13 それぞれの想い
次の日、私は孤児院に向かっていた。
出発する前、今朝戻ってきたイリスとリーナに、所用で数日離宮に戻らないことは伝えてある。魔術の授業と同じく、一般的な学問や所作についても習い終わっているため、私の王族としての仕事は次のお披露目までない。心配はかけているが数日離れていても問題はない。
教会に着くと、入り口にある衛兵にアリア達の誰かを呼んでもらう。面会約束もない部外者では、礼拝堂までしか入れないためだ。
しばらく待つとノアがやってきた。
「今日はどうしたんだ?」
「昨日のことが気になっちゃって...一体何がおこってるの?」
とりあえず孤児院に案内してもらい、昨日のことを訪ねる。最初は言葉を濁していたけど、近くで馬車を見たことを伝えると渋々教えてくれた。
「俺も詳しく知ってるわけじゃないけど、あの子達を引き取りたいっていう貴族がいるみたいなんだ。だけど...アリアが孤児院長たちになにかを掛け合ってるんだけど教えてくれないし、この話をしてくるおじさんも胡散臭いし。俺はまだ成人してないから孤児院に所属していることになってる。俺やドムは稼ぎがあるから孤児院を出ても生活できるけど...あいつらにはきつい。」
来客用の部屋でノアと話しながら、アリアとドムを待つ。
(教会は独立しているから組織の中の問題に介入は難しい。貴族も絡んでるとなると...伯爵令息ならやりようはあるけど、当主相手の場合、中途半端な方法だとかえって悪い結果になりかねないわね。最終手段に考えていたけど、私も孤児院に住んで囮になろうかしら?)
伯爵本人が関わっている場合、下手をすれば特権を使われる可能性がある。今回のことの全貌が見えてない状態では、間違った行動1つでも命取りだろう。王女の特権も貴族相手に使う場合は影響が大きい。

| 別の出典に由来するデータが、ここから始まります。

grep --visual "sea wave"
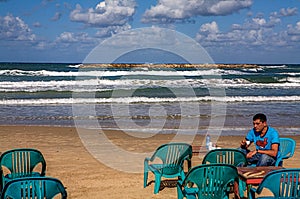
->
[0,69,246,77]
[0,77,300,92]
[0,96,300,105]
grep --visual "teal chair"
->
[249,168,300,199]
[144,143,193,194]
[1,177,67,199]
[177,164,238,199]
[202,148,247,166]
[0,148,46,189]
[275,138,296,166]
[202,148,247,197]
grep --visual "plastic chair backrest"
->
[256,168,300,199]
[0,148,46,188]
[1,177,67,199]
[275,138,296,166]
[182,164,238,199]
[151,143,193,174]
[202,148,247,166]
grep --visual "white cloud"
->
[196,12,300,50]
[287,21,300,42]
[142,0,252,23]
[70,0,136,28]
[280,8,298,16]
[0,15,36,41]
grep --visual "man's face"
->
[253,119,266,132]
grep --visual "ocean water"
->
[0,63,300,135]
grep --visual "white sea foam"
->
[0,69,240,77]
[0,96,300,105]
[0,77,300,92]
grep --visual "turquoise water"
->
[0,63,300,135]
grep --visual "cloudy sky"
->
[0,0,300,64]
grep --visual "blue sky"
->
[0,0,300,64]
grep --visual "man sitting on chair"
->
[241,113,280,166]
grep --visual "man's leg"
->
[256,154,276,166]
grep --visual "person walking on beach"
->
[240,113,280,166]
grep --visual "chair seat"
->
[144,143,192,194]
[183,188,199,199]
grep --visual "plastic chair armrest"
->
[249,187,257,199]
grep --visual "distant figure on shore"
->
[240,113,280,166]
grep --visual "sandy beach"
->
[0,126,300,199]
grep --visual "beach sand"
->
[0,126,300,199]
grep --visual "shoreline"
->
[0,125,300,199]
[79,63,259,68]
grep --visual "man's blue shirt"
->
[246,126,280,158]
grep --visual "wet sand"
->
[0,126,300,199]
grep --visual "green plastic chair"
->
[1,177,67,199]
[0,148,46,189]
[144,143,193,194]
[249,168,300,199]
[202,148,247,166]
[275,138,296,166]
[177,164,238,199]
[202,148,247,197]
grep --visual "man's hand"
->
[241,139,249,149]
[246,149,257,158]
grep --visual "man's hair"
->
[253,113,267,122]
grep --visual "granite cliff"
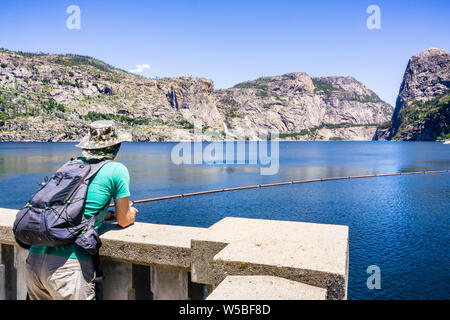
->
[0,50,392,141]
[374,48,450,141]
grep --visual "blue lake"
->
[0,141,450,299]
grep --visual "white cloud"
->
[130,63,150,73]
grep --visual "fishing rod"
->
[110,170,450,207]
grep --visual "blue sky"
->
[0,0,450,105]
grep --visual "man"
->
[26,120,138,300]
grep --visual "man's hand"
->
[114,197,139,228]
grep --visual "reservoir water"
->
[0,141,450,299]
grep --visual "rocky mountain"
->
[0,50,392,141]
[216,73,392,140]
[374,48,450,141]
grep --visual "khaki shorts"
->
[25,253,95,300]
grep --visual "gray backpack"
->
[13,159,110,255]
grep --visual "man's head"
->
[76,120,131,160]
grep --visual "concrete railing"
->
[0,209,348,300]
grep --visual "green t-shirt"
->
[30,158,130,260]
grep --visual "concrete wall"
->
[0,209,348,300]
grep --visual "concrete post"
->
[14,246,28,300]
[150,266,189,300]
[101,259,135,300]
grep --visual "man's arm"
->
[114,197,139,228]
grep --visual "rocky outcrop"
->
[0,50,392,141]
[216,73,392,140]
[374,48,450,141]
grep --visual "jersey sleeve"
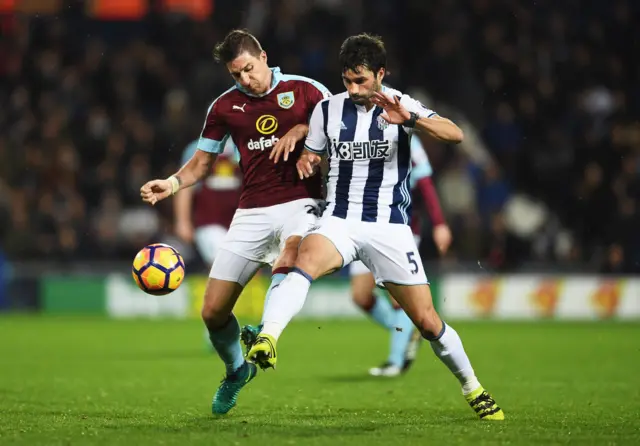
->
[198,100,229,153]
[306,79,331,107]
[409,134,433,187]
[304,101,329,154]
[182,140,198,166]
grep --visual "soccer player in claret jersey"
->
[247,34,504,420]
[140,30,329,414]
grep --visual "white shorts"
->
[312,216,429,286]
[209,198,322,283]
[194,225,227,265]
[349,233,421,277]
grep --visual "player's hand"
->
[140,180,171,206]
[433,223,453,255]
[371,91,411,124]
[176,220,194,243]
[296,150,322,180]
[269,124,309,163]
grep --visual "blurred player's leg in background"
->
[349,261,420,377]
[385,282,504,420]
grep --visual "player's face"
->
[227,51,271,94]
[342,67,384,105]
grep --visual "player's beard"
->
[349,80,382,105]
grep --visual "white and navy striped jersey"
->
[305,87,435,224]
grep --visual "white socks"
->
[262,270,311,340]
[429,322,480,395]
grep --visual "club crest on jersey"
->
[377,115,389,131]
[277,91,296,109]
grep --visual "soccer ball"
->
[131,243,185,296]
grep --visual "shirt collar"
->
[236,67,282,98]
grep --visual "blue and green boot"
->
[240,324,262,356]
[211,361,258,415]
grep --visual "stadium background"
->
[0,0,640,444]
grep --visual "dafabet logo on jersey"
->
[278,91,296,109]
[247,115,280,150]
[256,115,278,135]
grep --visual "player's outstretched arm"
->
[140,150,218,205]
[173,188,193,243]
[269,124,309,163]
[372,92,464,144]
[296,149,322,180]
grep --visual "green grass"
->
[0,317,640,446]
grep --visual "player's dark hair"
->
[213,29,262,64]
[338,33,387,73]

その場はなんとかできても、状況が悪化する可能性が高い。
考え事をしていると2人がやってきた。
「ティアちゃんどうしたの!?」
「昨日のことが気になってさ...アリアは何を知ってるの?一体...なにを焦ってるの?」
私の言葉にアリアは目を逸らす。
「ノアから少し聞いたけど...貴族に引き取りたいって人がいるのよね?本人の意思がなければ普通は引き取ることができないから、何か事情があるのよね?私も力になりたいから!だから、教えて!お願い!」
「どうして...どうしてティアちゃんは、そこまでしようとするの?友達だけど...だからこそ危ない目には、あわせたくない!相手は貴族なのよ!!もしかしたら逮捕されるかもしれないっ、命の危険だってあるかもしれないのよ!私はもう大人だし、皆のお姉さんだからっ!私がなんとかしないと!」
「前にも言ったでしょ。後悔しないために私は戦うって。私も友達は大切...困ってるなら助けたいし支えたい。それに昨日、あの子達と触れ合ったわ。全く知らない他人ではないし...友達の大切にしている子は友達みたいなものよ?それにアリアの気持ちもわかるわ。私も歳の離れた弟がいるから...姉として弟を守りたいって思ってる。アリアが姉としてなら、私は姉の友達として協力する。」
「僕もアリアさんに今まで助けてきてもらってたから...今度は力になりたい。まだ頼りないかもしれないけど、同じ孤児院で一緒に育ってきた家族みたいなものなんだから。」
「そうだな。俺もノアも、家族で仲間だ。それに危険って言うなら、冒険者としての仕事だって同じだろ?今まで一緒にやってきたことと同じだ。」
私たちの言葉を聞いて、アリアが泣きながら全てを話してくれた。
きっかけは約10日前。
アリアが偶然、孤児院長が貴族の使いと話してたのを聞いたことにはじまる。